Author(s): Katharine Mather

Publication: Special Publication

Volume: 65


Appears on pages(s): 101-112

Keywords: aggregates; alkali-aggregate reactions; concretes; freeze-thaw durability; high temperature; low temperature; marine atmospheres; sea water; sulfate attack; sulfate resistance; weathering.

Date: 8/1/1980

Subsequent to the investigation of the correlation between laboratory accelerated freezing and thawing and weathering at Treat Island, Maine, reported in 1953 (1) there have been some developments especially in the field of sulfate resistance of concrete that serve to further elucidate the findings then reported.
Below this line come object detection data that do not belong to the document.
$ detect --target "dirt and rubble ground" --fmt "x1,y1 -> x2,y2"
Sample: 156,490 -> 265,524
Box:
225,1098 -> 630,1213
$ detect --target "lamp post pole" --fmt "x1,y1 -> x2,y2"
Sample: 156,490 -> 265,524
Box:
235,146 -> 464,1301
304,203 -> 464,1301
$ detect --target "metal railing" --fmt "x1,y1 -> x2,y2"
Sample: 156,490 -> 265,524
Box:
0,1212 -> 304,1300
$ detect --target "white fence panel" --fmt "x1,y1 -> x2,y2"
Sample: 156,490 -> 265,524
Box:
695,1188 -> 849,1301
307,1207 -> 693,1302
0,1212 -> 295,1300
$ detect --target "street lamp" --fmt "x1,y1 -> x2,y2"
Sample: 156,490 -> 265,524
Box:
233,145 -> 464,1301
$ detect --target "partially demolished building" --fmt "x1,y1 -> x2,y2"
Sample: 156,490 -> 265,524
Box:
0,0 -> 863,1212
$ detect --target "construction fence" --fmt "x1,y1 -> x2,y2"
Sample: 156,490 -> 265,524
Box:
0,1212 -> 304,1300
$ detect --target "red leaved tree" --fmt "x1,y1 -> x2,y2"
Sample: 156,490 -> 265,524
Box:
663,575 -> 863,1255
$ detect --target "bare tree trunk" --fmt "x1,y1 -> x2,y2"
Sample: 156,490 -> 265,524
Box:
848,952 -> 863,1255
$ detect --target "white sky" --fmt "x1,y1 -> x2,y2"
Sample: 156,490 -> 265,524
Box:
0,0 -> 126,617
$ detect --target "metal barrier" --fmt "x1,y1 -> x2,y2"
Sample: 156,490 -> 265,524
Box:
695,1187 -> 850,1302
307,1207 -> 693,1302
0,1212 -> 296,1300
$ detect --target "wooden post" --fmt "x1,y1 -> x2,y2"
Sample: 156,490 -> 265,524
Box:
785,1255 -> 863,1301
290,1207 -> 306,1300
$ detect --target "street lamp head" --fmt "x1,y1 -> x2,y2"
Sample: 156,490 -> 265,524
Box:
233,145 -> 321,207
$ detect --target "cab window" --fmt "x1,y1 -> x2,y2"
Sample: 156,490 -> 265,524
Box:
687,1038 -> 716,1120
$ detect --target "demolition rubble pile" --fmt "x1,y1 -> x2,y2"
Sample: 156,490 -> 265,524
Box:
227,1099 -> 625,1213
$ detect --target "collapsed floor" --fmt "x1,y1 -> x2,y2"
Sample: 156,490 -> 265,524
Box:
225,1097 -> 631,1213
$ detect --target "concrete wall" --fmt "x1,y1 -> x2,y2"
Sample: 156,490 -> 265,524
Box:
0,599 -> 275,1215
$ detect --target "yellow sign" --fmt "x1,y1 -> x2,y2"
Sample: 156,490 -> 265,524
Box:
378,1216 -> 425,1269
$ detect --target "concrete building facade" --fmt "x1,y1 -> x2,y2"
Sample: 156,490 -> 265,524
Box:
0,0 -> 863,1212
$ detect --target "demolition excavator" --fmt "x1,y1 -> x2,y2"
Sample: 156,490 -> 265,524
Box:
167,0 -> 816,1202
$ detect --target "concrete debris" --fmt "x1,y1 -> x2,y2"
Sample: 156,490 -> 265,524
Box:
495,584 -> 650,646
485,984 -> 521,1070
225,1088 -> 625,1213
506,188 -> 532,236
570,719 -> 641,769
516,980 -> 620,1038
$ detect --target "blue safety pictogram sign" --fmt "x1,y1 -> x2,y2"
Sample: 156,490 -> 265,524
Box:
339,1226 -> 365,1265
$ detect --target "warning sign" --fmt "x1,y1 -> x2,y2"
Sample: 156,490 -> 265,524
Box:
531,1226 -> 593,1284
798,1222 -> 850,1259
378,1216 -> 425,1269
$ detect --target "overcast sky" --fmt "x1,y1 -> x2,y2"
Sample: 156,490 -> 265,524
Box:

There have also been many contributions to improve understanding of the causes and nature of the many different kinds of chemical reactions that can and do occur between aggregates of all kinds and the surrounding cement paste, so long as the exposure of the concrete is such as to keep it moist--as is the case at Treat Island, Maine. This paper suggests that there is a complex series of interactions among the constituents of cements, aggregates, and seawater not previously appreciated. Sulfate susceptibility of blended cements is becoming better understood and the use of certain blended cements promises to provide a useful alternative to moderately or highly sulfate-resisting portland cements. It also now is clear that no aggregate particle in portland-cement concrete long stored in an environment of moistness and moisture movement can be regarded as completely inert. What is becoming clear is that aggregates differ greatly in the nature, degree, and consequences of their chemical activity.